Made it to the tunnel

Published: Monday, 14 June 2010

THE Chesterfield Canal Trust's Learning Boat, Python, made it right to the entrance of the disused Norwood Tunnel last Friday (13th June).

Being sealed-up this is the current Head of Navigation of the Chesterfield Canal. It was accompanied by Phoenix, another narrowboat owned by Trust member Mick Cheshire, Rod Auton tells us.

The journey started at Shireoaks Marina. It went through the 23 locks of the Turnerwood and Thorpe flights that were reopened following restoration in 2003. The last half mile however from Kiveton Park Station to the mouth of Norwood Tunnel was through dense undergrowth and very thick weed, but it arrived safely.

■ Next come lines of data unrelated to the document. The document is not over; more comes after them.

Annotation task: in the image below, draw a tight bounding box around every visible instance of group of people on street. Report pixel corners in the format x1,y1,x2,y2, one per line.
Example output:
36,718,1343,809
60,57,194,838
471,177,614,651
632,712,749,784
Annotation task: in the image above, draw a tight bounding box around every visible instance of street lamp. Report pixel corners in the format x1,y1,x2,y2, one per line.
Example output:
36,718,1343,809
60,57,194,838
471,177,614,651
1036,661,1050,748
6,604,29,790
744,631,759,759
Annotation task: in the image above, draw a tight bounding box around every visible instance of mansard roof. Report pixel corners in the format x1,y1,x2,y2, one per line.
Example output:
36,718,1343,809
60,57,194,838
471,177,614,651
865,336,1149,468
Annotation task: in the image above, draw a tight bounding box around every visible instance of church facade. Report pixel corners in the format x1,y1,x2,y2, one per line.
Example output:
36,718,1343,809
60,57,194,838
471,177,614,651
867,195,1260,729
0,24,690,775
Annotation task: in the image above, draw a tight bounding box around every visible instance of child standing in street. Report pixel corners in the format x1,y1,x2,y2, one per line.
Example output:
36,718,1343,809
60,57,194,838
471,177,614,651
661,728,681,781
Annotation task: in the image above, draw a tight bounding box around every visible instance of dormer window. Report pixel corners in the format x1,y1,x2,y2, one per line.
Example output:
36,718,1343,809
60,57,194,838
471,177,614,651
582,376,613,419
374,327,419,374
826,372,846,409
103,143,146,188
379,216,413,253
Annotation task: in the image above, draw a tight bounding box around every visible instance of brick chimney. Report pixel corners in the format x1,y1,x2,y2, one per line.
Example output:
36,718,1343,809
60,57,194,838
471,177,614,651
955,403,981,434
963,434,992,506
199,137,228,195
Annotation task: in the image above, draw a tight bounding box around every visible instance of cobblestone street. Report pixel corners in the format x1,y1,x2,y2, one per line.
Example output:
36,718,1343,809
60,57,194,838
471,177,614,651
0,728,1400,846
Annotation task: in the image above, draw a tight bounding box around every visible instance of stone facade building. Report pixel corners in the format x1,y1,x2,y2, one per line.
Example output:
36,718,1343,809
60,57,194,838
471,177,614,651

A passenger for the first part of the trip was Sean McGinley, the Area Manager for British Waterways from whom Python is leased. He was keen to ensure that it could negotiate the locks properly because it has been stuck in Stret Lock and Shireoaks Middle Lock on previous occasions.

Python is a coppered steel construction craft built by Yarwoods in Northwich and fitted out at Uxbridge. She was commissioned in February 1930. Her fleet number was 249 and her registration number was UXB 572. She came into the hands of the British Transport Commission (which eventually became British Waterways) in 1949. They shortened her in the 1980s to her current 53'. She had been out of service for a year before the Trust took her over last year. Her sister boat, Panther, is owned by the Coventry Canal Society.

Nine miles gap

The Trust is campaigning to restore the nine mile gap in the canal from the Norwood Tunnel to the five miles of open canal from Staveley to Chesterfield. This would enable boats from the Trent to cruise all the way into the proposed new £310m Waterside development which is a stone's throw from Chesterfield town centre.

Python's next big public appearance will be in the build up to the Chesterfield Canal Trust's Festival at Worksop on 17th and 18th July.